# 1933 Montgomery Ward Flashlight



## briskattivo (Aug 7, 2011)

I bought a metallic Montgomery Ward flashlight from a yard sale yesterday for a $1. On the switch it has a patent number that reads "PAT.No.I.969.320", translation 1969320. Click the link to read the patent on Google, there is some more information there. I also took the flashlight to a bulb shop yesterday, where her guess was a 12p bulb, but the socket neck was too long for that.

Here are some photos I posted on my Flickr account:

[Socket]
[Angle 1]
[Angle 2]
[Side]
[Bottom]

I need ideas on how to find the bulb for this or how to make another bulb work.

Any ideas would be great. Thanks so much for your help.

Dave


----------



## Toohotruk (Aug 7, 2011)

Great buy! Cool light! :welcome:


----------



## briskattivo (Aug 7, 2011)

Thanks.


----------



## S Jay (Sep 18, 2011)

This looks like a threaded socket. If your light is a 2-cell, you want a # 14 bulb (not a PR- bulb, which has no threads).

A three-cell light takes a # 13, and a four-cell light would probably take a # 425.

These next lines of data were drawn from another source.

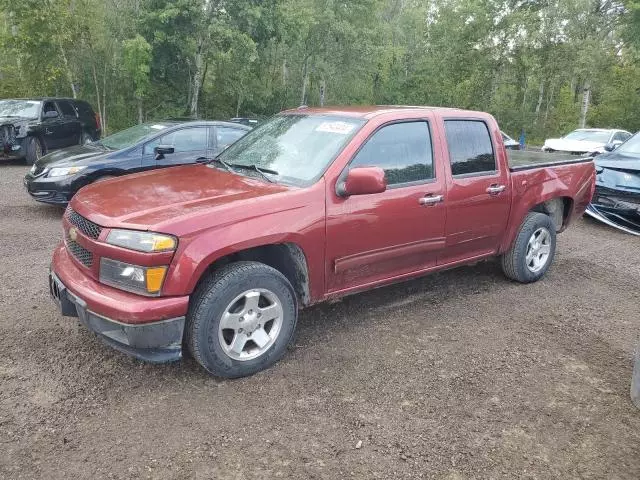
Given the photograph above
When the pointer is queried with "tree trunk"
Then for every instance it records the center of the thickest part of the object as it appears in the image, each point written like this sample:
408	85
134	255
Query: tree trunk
586	95
304	80
140	111
68	71
197	80
540	98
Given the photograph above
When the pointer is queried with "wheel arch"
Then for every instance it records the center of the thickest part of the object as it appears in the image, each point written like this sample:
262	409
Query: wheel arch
287	257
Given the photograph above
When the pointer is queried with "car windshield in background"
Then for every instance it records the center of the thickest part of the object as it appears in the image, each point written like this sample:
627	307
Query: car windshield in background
132	135
298	147
20	108
631	146
589	136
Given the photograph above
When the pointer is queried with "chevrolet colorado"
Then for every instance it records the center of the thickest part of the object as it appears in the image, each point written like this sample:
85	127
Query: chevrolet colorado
312	205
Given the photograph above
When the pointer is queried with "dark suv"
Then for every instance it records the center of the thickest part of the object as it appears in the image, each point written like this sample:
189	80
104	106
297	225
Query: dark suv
29	128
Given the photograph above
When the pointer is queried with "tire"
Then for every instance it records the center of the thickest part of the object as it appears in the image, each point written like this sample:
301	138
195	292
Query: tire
34	150
85	138
525	262
227	298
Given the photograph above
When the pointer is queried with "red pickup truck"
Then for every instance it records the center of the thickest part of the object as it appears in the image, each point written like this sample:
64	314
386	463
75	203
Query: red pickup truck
312	205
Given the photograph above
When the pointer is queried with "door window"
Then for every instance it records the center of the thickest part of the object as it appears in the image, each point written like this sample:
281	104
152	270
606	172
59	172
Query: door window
66	109
225	136
470	147
402	150
183	140
49	107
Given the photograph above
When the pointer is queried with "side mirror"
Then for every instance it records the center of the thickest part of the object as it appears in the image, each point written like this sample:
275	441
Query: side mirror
362	181
610	147
162	150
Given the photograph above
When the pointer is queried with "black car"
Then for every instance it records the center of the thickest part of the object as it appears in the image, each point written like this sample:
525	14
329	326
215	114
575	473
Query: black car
56	177
616	200
29	128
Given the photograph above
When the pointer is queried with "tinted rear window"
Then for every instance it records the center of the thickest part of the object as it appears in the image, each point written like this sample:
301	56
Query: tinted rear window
470	147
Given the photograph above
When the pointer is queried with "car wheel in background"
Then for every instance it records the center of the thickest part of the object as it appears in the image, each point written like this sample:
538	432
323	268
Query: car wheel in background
34	150
241	319
533	249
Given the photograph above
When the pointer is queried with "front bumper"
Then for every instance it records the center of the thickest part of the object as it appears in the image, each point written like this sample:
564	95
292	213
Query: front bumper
55	192
150	329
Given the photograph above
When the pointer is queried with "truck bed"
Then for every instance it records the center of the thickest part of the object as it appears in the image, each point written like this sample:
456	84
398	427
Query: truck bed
528	159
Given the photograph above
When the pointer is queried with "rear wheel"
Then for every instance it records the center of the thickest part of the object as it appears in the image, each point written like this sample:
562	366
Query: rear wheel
533	249
34	150
241	319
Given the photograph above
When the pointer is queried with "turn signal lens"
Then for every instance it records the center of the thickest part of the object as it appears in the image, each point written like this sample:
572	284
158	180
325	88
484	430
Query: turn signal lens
155	278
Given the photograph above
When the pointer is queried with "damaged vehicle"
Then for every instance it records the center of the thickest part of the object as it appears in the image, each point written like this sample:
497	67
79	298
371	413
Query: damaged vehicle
616	201
587	141
29	128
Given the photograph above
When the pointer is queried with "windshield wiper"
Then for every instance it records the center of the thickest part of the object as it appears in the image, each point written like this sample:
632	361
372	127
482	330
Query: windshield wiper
262	171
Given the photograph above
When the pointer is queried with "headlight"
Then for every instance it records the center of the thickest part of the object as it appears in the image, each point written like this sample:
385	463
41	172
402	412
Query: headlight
64	171
132	278
141	241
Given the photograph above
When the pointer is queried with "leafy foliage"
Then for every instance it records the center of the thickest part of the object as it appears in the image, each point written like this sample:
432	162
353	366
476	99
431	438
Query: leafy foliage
527	62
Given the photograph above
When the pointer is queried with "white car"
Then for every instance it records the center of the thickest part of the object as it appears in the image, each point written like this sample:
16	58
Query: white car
587	140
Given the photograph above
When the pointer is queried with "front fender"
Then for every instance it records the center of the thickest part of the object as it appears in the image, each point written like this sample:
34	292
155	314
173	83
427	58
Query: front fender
532	188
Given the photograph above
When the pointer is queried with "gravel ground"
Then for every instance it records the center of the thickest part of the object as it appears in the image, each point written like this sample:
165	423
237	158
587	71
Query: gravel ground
458	375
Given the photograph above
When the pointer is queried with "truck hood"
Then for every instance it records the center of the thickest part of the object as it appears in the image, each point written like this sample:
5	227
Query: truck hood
578	146
155	200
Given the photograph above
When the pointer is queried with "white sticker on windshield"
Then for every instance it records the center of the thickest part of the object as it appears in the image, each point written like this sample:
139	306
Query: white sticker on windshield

As you probably know, the shield slides back and forth. When the shield is NOT around the bulb, this allows the reflector to do its job, and it is more of a spotlight. When the shield slides around the bulb and prevents the light from getting to the reflector, it acts as a (pretty poor) floodlight.

Nice collectible. Hope this helps you.


----------



## angelofwar (Sep 18, 2011)

That is nice! I bet if you could get the reflector re-finished and hop that thing up with some CR123's and get more voltage, you'd have an awesome pocket-rocket!


----------